Proposed Workflow Changes to NWB GUIDE #58

garrettmflynn · 2023-03-22T16:16:12Z

As discussed in our first meeting for NWB GUIDE, we can't actually generate anything about missing metadata for the conversion without accessing files. After completing a test conversion on minimal data (#52), I realized that this includes subject metadata and, as such, filling out these details would be best after specifying source data—not before as outlined in the Figma and the Catalyst Neuro Slack channel.

Additionally, we'd discussed expanding the scope of a configuration over time:

Eventually we will have a concept of project -> experiment -> session where an “experiment” can be a different rig configuration within the same project and in this case each experiment would have its own NWBConverter

The Proposal

Consequently, it seems like we'd want to break up the workflow into three uncoupled steps:

Conversion Design: Create and validate a conversion pipeline using data from a model subject/session while only specifying the required metadata
Run Conversion: Apply a validated conversion pipeline across multiple sessions/subjects in an experiment, while specifying a parent project (if known)
NWB File Management: Group the results of (2) into a project and manage experiments as necessary

For (3), we would want to track source and output NWB files and, as such, could additionally manage other proposed aspects of NWB GUIDE (e.g. DANDI publication) independently from the conversion steps.

Discussion

In the short term, this updated workflow would allow us to continue allowing users to convert single subjects as the validation step for Step 1, while also allowing us to seamlessly add Steps 2 and 3 when necessary. And since these steps are designed to be uncoupled, we'll be able to develop and critique them independently.

These suggestions are significantly different than both outlined roadmaps on Google Docs + Slack and could be uncalibrated given my lack of familiarity with the usual conversion process—so let me know if you have any feedback.

Once this proposal make sense, I can update the Figma accordingly.

CodyCBakerPhD · 2023-03-22T17:53:21Z

Overall sounds like a good adjustment

Some things to consider in a revised roadmap...

Iterating over multiple sessions

A dataset can consist of multiple experiment types

Each experiment is defined by a separate NWBConverter (choice of interfaces, structure of source and differing presence of metadata)

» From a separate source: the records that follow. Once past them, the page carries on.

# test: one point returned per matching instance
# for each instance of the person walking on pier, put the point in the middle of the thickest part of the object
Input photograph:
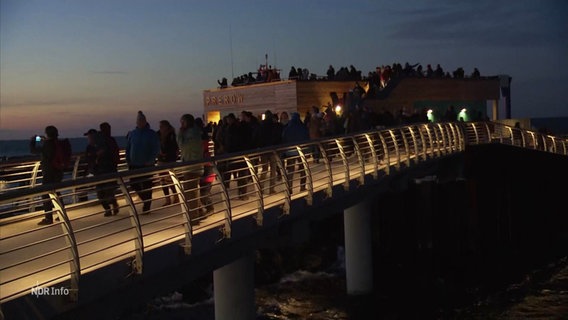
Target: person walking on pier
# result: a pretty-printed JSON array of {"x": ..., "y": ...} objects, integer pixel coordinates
[
  {"x": 168, "y": 154},
  {"x": 103, "y": 163},
  {"x": 295, "y": 131},
  {"x": 51, "y": 174},
  {"x": 109, "y": 164},
  {"x": 189, "y": 142},
  {"x": 142, "y": 148}
]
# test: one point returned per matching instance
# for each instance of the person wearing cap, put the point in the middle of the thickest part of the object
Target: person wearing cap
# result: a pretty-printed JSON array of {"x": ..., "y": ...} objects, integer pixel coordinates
[{"x": 142, "y": 148}]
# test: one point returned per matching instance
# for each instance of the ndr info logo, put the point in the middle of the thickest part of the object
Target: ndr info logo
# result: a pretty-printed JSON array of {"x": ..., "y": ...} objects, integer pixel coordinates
[{"x": 38, "y": 290}]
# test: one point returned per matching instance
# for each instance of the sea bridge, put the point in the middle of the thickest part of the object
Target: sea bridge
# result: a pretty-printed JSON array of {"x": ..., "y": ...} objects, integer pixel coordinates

Each experiment can have 1 or more sessions with the same subject, and each session may not use every single data interface associated with the converter (the data_interface_classes in the NWBConverter are all 'optional' in a sense) but this gives rise to different metadata availability on a per session basis

This is kind of why extending from single-session conversion to iteration over an experiment is going to be challenging to design - we've always solved it in code using series of if statements and pre-compiled session-wise mappings (especially for things like subject info) - but it's also really important for us to solve it so yes, whatever changes we can make to the workflow to make it easier to design, we should. I think your approach outlined here would be a good idea

CodyCBakerPhD · 2023-03-22T17:54:55Z

File management

For NWB output, I think we can always follow a DANDI-like structure even if the user doesn't immediately want to upload - explore https://dandiarchive.org/dandiset/000003/0.210812.1448/files?location= and others to familiarize with what that means in terms of folder structure (and we can also maybe just use that for default naming of the NWB files too)

bendichter · 2023-03-22T20:28:04Z

@garrettmflynn While we are talking about this, we are working on a feature that seems relevant here. It doesn't really have a name yet- let's call it "path expansion." Users would be able to provide generic paths for source data such as:

source_data = dict(
    phy=dict(file_path="my_data/{subject_id}/{session_id}"),
    spikeglx=dict(folder_path="other_directory/{subject_id}/{session_id}"),
)

We will look through the files and folders within the "my_data" directory and find all matches. The strings will use the fstring syntax to specify the form of the IDs, which are parsed using the parse library. This is sort of like a simplified regex language. We will unpack all matches, combine matches across interfaces, and auto-populate subsequent forms with the metadata we are able to extract from the path(to start, just subject_id and session_id), placing them in the corresponding place in the metadata for that session. This approach will be valuable for conversions that have many sessions, where it wouldn't be convenient to manually enter paths for each one.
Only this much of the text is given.